Judge Shira Scheindlin of the Southern District of New York, a member of the Civil Rules Advisory Committee, published a comprehensive article on computer-based discovery in which she advanced two proposals, one to update and clarify the antiquated 'data compilation' language of Rule 34, and another to establish a presumption that data produced in computer form would be subject to a protective order[9].

The Discovery Subcommittee has also received correspondence from the public urging consideration of a civil procedure rule recently adopted in the Texas state courts. That rule would limit the scope of discovery, without a specific court order, to computer data 'reasonably available to the responding party in its ordinary course of business,' which presumably excludes deleted files, backup tapes, and legacy data. Further discovery would be ordered by the court only if costs are borne by the requesting party[10].

The Discovery Subcommittee held two public meetings during 2000, one in San Francisco in March, and one in New York in October. Although the Subcommittee took no official position on any proposed amendment, it heard from several judges who expressed the view that the civil procedure rules had only recently been amended, technology was evolving faster than the rules process could anticipate, and that the wisest course of action in the short term would be to avoid any further rules reform and continue to study the situation.

5. Conclusion

Computer-based discovery and disclosure has surfaced as a major issue in American civil litigation. It has the potential to dramatically increase the cost, delay, and contentiousness of civil litigation, although it holds out the promise of streamlining trial preparation and presentation. In the United Kingdom, the same concerns have not surfaced in case law, professional literature, or rules reform. This may be due to differences in the existing civil procedure rules or differences in the legal culture. It also may be simply a matter of time before British lawyers and judges begin struggling with the same problems that threaten to bog down American courts. Further research is needed to study the issue as it develops. In the meantime, judicial education on information technology and computer-based evidence may be the best vaccine available.

Footnotes

1. Kenneth J. Withers is a Research Associate at the Federal Judicial Centre in Washington D.C., the research and education agency of the United States Courts, where he concentrates on issues of technology and the administration of justice. Mr. Withers received a Juris Doctorate from Northwestern University in Chicago in 1984 and a Master of Science in Library and Information Science from Simmons College in Boston (US). He was Supervising Attorney for complex litigation at the Boston (US) firm of Conley & Hodge from 1986 to 1996. The opinions expressed in this Commentary are his own, and do not necessarily reflect those of the Federal Judicial Centre or any other agency of the United States Courts.

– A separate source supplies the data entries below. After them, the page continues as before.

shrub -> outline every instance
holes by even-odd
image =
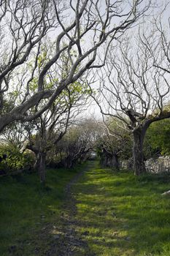
[[[18,146],[12,143],[0,146],[1,173],[10,173],[20,170],[30,170],[34,165],[33,156],[28,153],[22,154]]]

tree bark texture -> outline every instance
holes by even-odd
[[[143,153],[144,134],[144,129],[137,129],[133,133],[133,169],[135,175],[146,172]]]

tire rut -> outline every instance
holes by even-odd
[[[87,242],[77,233],[79,222],[76,219],[76,200],[72,192],[72,187],[80,178],[88,171],[89,166],[77,174],[67,184],[65,189],[66,199],[63,210],[55,230],[55,241],[45,255],[47,256],[95,256],[90,252]]]

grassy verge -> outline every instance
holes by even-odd
[[[98,256],[169,256],[169,176],[101,169],[97,164],[74,187],[78,233]]]
[[[80,169],[49,170],[46,187],[36,173],[0,177],[1,256],[45,255],[64,187]]]

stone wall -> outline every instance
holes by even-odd
[[[132,159],[122,160],[120,167],[122,169],[132,169]],[[159,173],[170,172],[170,156],[160,157],[157,159],[151,158],[145,162],[146,170],[149,173]]]
[[[157,159],[151,158],[145,162],[147,171],[159,173],[170,172],[170,157],[160,157]]]

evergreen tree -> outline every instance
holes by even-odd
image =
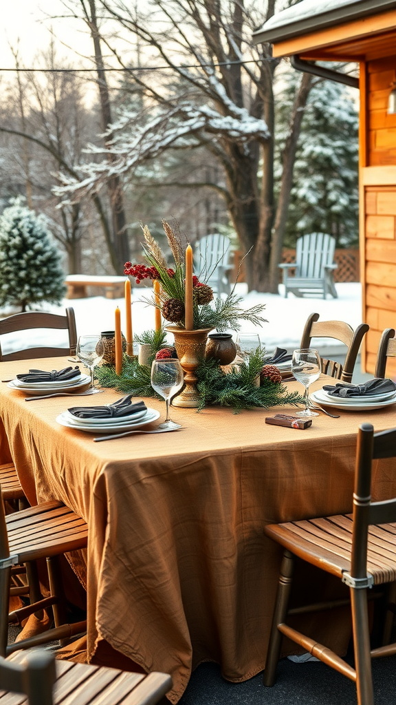
[[[281,128],[296,80],[294,71],[287,77],[278,114]],[[333,235],[338,247],[358,244],[358,125],[350,90],[317,81],[305,108],[295,162],[285,238],[289,246],[295,245],[296,237],[315,232]]]
[[[60,303],[64,274],[45,219],[20,198],[11,204],[0,217],[0,306]]]

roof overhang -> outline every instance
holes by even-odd
[[[254,43],[268,42],[276,44],[279,41],[284,42],[377,16],[380,13],[396,9],[396,0],[335,0],[333,7],[331,4],[325,3],[324,5],[323,10],[318,11],[316,9],[315,11],[310,0],[303,0],[297,6],[283,10],[253,32]],[[311,8],[314,11],[304,12],[304,6],[308,9]]]

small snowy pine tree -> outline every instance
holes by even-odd
[[[0,306],[60,303],[66,291],[59,253],[45,219],[20,198],[0,216]]]

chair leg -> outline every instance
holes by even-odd
[[[8,640],[8,603],[11,575],[11,568],[0,568],[0,656],[6,656],[7,642]]]
[[[290,551],[285,551],[280,565],[278,594],[273,611],[268,650],[263,678],[263,682],[267,687],[271,687],[275,683],[276,667],[280,656],[282,639],[283,638],[283,634],[278,629],[278,625],[285,621],[287,613],[287,605],[292,588],[294,564],[295,558],[293,554]]]
[[[358,705],[374,705],[367,591],[351,588],[351,608]]]

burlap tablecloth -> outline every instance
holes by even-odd
[[[31,367],[37,360],[3,362],[1,379]],[[108,390],[81,402],[119,396]],[[73,403],[26,402],[0,384],[0,453],[8,459],[5,431],[30,501],[61,500],[89,524],[87,568],[74,564],[87,586],[88,658],[106,640],[145,670],[170,673],[173,702],[203,660],[220,663],[235,682],[254,675],[265,664],[280,557],[264,525],[351,510],[358,426],[396,425],[395,407],[321,415],[304,431],[266,424],[279,409],[173,409],[182,431],[95,443],[56,423]],[[164,403],[147,403],[163,414]],[[393,462],[376,465],[374,484],[376,499],[396,494]],[[307,596],[309,571],[299,580]],[[312,618],[311,635],[342,651],[347,620],[330,623]]]

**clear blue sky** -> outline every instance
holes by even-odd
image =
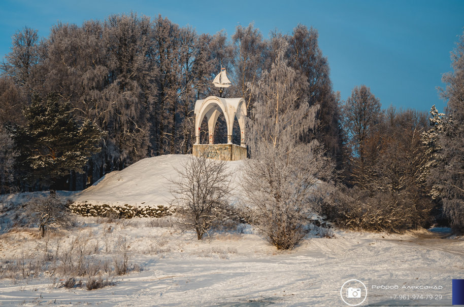
[[[366,84],[385,108],[423,110],[444,106],[436,87],[451,70],[450,52],[464,27],[464,1],[458,0],[0,0],[0,59],[10,51],[11,36],[25,26],[43,37],[58,21],[80,25],[131,11],[160,14],[200,33],[223,29],[229,37],[237,25],[251,22],[266,37],[275,29],[291,33],[298,23],[313,26],[343,99]]]

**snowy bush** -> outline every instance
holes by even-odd
[[[67,228],[73,223],[69,209],[55,193],[50,193],[47,197],[32,199],[26,204],[26,208],[30,222],[39,226],[43,238],[48,227]]]
[[[430,221],[426,200],[421,202],[406,194],[397,196],[339,187],[319,200],[320,211],[339,226],[373,232],[401,233]]]

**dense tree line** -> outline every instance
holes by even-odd
[[[190,152],[194,102],[218,95],[211,81],[225,67],[233,86],[224,95],[245,99],[249,154],[261,163],[250,162],[249,185],[267,182],[274,191],[266,196],[256,185],[248,197],[264,202],[262,216],[305,203],[292,213],[295,224],[275,220],[273,231],[301,237],[310,208],[374,230],[426,226],[440,213],[464,225],[464,35],[443,77],[446,114],[433,108],[429,116],[383,110],[366,85],[341,101],[318,35],[299,25],[264,39],[250,24],[228,40],[135,14],[59,23],[43,39],[18,31],[0,66],[0,193],[83,188],[141,159]],[[218,122],[219,138],[225,132]],[[318,200],[310,188],[316,177],[332,187]]]
[[[90,121],[101,135],[98,150],[82,170],[84,174],[70,168],[67,174],[61,173],[58,181],[62,184],[56,186],[82,188],[147,157],[191,152],[194,102],[218,95],[211,82],[221,67],[233,80],[226,96],[244,97],[251,110],[250,89],[270,67],[278,36],[288,42],[292,67],[308,79],[309,103],[328,106],[319,108],[324,128],[317,133],[338,155],[339,111],[328,65],[318,47],[317,31],[303,25],[291,35],[275,34],[270,40],[252,24],[239,26],[230,40],[223,31],[199,34],[160,16],[150,19],[135,14],[81,25],[59,23],[43,39],[25,28],[13,36],[12,51],[2,65],[0,125],[21,130],[28,124],[26,108],[50,95],[69,104],[78,127]],[[16,170],[16,185],[23,190],[46,187],[50,178],[42,176],[24,182],[26,168]]]

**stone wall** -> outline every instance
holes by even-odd
[[[247,157],[247,148],[235,144],[200,144],[193,145],[193,156],[206,155],[217,160],[235,161]]]

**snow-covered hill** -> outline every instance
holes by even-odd
[[[92,186],[70,198],[76,203],[93,205],[168,205],[169,180],[179,178],[176,169],[182,168],[189,157],[166,155],[143,159],[122,171],[107,174]],[[227,163],[233,173],[237,174],[243,161]]]

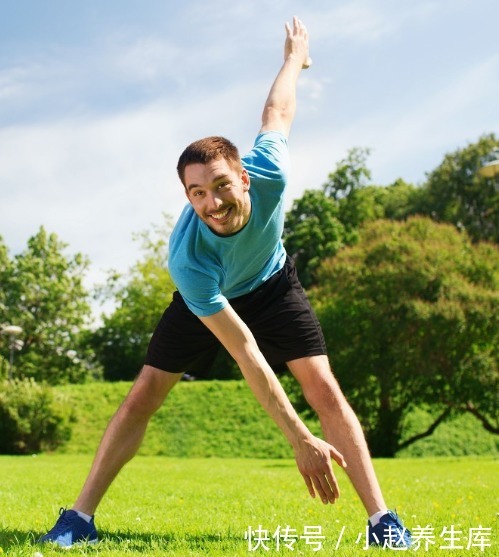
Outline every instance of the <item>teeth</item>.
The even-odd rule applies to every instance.
[[[226,209],[225,211],[222,211],[221,213],[212,213],[211,217],[215,220],[220,220],[220,219],[223,219],[224,217],[226,217],[228,212],[229,212],[229,209]]]

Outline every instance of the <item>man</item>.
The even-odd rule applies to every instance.
[[[151,339],[146,365],[112,418],[72,510],[41,541],[97,541],[94,512],[136,453],[153,413],[184,372],[202,373],[220,343],[260,404],[290,442],[312,497],[339,497],[331,459],[345,467],[369,516],[370,542],[410,544],[388,511],[360,424],[331,372],[324,338],[284,251],[287,136],[296,83],[310,65],[308,34],[286,24],[284,64],[265,103],[252,151],[242,160],[220,137],[189,145],[178,174],[189,204],[170,240],[169,270],[178,288]],[[286,363],[317,411],[326,441],[299,419],[271,365]],[[348,463],[348,466],[347,464]]]

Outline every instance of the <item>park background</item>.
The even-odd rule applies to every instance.
[[[498,448],[499,8],[209,7],[2,6],[0,324],[22,329],[0,335],[2,452],[62,459],[39,460],[42,468],[88,463],[171,296],[167,239],[184,204],[178,153],[214,133],[250,148],[283,24],[296,13],[314,65],[298,90],[285,243],[336,374],[375,457],[438,476],[449,458],[468,455],[456,477],[481,463],[470,481],[490,495],[497,472],[479,470],[494,470]],[[141,455],[288,462],[226,355],[216,371],[222,380],[174,390]],[[294,382],[276,371],[318,431]],[[428,465],[434,457],[442,460]],[[2,461],[20,484],[26,462]],[[492,526],[493,505],[482,500]],[[456,501],[443,504],[440,516],[455,516]],[[2,547],[22,554],[30,529],[42,528],[27,512],[3,525]]]

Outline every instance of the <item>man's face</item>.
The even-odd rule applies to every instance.
[[[230,236],[248,222],[251,201],[246,170],[217,159],[208,164],[187,165],[184,181],[194,211],[216,234]]]

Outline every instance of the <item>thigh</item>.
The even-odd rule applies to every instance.
[[[211,367],[220,342],[175,292],[149,343],[145,363],[170,373],[203,376]]]
[[[155,411],[163,404],[182,375],[145,365],[127,395],[127,403],[143,407],[148,412]]]
[[[252,293],[244,304],[233,307],[250,328],[270,365],[326,354],[319,320],[291,259],[288,258],[279,275]]]

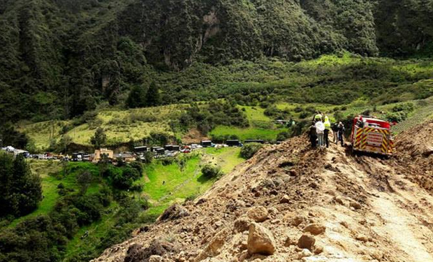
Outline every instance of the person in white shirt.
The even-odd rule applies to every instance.
[[[321,147],[325,145],[325,124],[321,120],[316,122],[316,131],[317,132],[317,138],[318,138],[318,147]]]

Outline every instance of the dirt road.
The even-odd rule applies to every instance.
[[[404,132],[390,159],[266,147],[94,261],[433,262],[432,130]]]

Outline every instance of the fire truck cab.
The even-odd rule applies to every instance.
[[[353,119],[351,140],[354,152],[392,155],[394,150],[391,124],[372,117]]]

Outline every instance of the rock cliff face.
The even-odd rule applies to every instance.
[[[303,138],[270,146],[93,262],[432,261],[433,196],[420,177],[432,170],[408,162],[419,141],[404,138],[431,129],[406,132],[391,159],[311,150]]]
[[[194,61],[300,61],[343,50],[432,54],[432,0],[0,0],[0,118],[80,115],[101,101],[118,103],[156,71]]]

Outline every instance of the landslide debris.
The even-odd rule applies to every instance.
[[[400,135],[389,159],[305,137],[266,147],[93,261],[433,261],[429,168],[413,163],[433,157],[432,125]]]

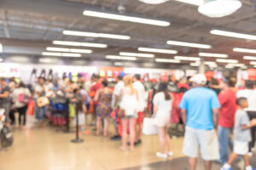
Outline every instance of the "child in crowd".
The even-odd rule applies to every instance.
[[[256,126],[256,119],[251,122],[245,108],[248,107],[248,102],[246,98],[239,98],[236,100],[239,109],[236,113],[235,128],[234,128],[234,152],[231,154],[230,160],[225,163],[221,170],[232,170],[231,164],[238,156],[243,156],[246,164],[246,170],[256,170],[250,166],[248,159],[248,144],[252,140],[250,128]]]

2. These informal observations are supported by equally non-scientific surveys conducted recently by two section of the American Bar Association. Smedinghoff, T (1998) 'ANA/ACCA Survey of Electronic Commerce Practices' (Chicago: American Bar Association and American Corporate Counsel Association); PricewaterhouseCoopers/American Bar Association Section of Litigation (2000) 'Digital Discovery and its Importance on the Practice of Litigation' (Chicago: American Bar Association).

3. Carlin, J. 'Lawyers get the message about abusive email,' Independent, 20 July 1997, at 14.

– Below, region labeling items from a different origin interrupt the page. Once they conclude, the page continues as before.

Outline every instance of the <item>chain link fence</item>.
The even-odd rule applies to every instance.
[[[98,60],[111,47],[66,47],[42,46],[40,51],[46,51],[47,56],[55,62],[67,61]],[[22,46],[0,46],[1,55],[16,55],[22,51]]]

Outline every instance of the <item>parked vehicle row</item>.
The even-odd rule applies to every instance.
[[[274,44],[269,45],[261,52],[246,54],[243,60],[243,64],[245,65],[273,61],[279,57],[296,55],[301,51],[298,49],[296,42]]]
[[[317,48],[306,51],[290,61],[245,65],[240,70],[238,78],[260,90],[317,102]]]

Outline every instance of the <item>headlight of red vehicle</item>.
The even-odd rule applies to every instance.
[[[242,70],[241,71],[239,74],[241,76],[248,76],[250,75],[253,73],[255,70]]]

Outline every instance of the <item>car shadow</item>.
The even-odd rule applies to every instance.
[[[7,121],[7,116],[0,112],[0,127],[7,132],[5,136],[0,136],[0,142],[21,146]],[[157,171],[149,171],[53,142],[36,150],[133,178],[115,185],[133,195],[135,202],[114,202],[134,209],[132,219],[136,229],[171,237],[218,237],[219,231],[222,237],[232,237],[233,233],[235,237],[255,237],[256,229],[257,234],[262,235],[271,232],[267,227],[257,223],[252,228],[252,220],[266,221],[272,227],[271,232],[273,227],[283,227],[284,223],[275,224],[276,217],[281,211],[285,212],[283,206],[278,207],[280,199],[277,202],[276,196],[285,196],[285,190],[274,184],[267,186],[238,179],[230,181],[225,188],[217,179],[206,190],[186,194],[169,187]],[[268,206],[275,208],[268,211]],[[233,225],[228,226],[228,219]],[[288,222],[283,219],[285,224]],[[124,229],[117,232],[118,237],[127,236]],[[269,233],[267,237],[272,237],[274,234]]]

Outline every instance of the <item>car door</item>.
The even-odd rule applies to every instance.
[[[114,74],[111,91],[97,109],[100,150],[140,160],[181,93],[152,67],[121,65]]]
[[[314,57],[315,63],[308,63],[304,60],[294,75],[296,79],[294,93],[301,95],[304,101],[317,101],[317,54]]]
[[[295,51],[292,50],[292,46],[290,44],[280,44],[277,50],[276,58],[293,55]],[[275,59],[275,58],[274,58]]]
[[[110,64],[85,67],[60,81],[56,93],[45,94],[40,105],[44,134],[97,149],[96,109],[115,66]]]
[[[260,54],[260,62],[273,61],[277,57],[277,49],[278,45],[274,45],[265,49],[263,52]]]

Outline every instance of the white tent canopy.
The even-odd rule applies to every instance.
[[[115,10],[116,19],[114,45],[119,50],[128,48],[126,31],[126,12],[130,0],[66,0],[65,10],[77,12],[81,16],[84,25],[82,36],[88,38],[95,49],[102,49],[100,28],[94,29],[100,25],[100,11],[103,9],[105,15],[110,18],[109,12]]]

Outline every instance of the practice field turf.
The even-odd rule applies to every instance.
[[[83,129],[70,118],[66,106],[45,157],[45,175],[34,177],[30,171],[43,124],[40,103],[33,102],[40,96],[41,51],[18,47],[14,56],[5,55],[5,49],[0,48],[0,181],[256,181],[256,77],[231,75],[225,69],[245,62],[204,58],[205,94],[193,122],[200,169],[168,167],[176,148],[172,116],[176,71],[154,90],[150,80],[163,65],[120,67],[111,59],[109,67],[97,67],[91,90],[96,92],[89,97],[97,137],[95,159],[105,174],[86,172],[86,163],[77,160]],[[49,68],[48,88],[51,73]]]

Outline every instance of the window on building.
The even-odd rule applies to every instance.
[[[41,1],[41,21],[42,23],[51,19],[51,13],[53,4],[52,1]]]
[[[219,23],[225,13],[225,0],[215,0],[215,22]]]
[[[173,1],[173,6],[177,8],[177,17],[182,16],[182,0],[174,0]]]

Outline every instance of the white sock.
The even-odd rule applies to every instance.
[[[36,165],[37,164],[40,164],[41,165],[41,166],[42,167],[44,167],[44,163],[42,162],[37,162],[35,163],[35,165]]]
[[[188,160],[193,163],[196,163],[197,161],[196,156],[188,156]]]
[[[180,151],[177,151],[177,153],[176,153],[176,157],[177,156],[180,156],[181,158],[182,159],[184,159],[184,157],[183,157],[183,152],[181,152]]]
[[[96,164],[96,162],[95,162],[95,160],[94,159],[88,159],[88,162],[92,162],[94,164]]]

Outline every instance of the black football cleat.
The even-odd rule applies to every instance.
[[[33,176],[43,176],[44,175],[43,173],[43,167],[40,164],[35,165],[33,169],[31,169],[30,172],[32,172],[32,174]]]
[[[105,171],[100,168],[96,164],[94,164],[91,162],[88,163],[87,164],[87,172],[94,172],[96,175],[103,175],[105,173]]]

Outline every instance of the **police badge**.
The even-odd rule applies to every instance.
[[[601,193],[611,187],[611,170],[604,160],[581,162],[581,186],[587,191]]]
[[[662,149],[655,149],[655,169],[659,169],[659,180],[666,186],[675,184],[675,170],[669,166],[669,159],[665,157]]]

4. United States v. Microsoft Corporation, 98-1232 (TPJ) (District Court for the District of Columbia, 12 November 1999) (Findings of Fact).

5. Carlin, supra note 3.

6. Thumma, S and Jackson, D (1999) 'The History of Electronic Mail in Litigation,' 16 Santa Clara Computer and High Technology Law Journal 1.

7. For a summary of the rulemaking process for United States courts, see <http://www.uscourts.gov/rules/proceduresum.htm>.

8. Rosenbaum, J (2000)'In Defense of the Delete Key,' 3 Green Bag 2d 393; Rosenbaum, J (2001) 'In Defense of the Hard Drive,' 4 Green Bag 2d 157.

9. Scheindlin, S and Rabkin J (2000), 'Electronic Discovery in Federal Civil Litigation: Is Rule 34 Up To the Task?' 41 Boston College Law Review 327.

10. Texas Rules of Civil Procedure 196.4 (effective January 1, 1999).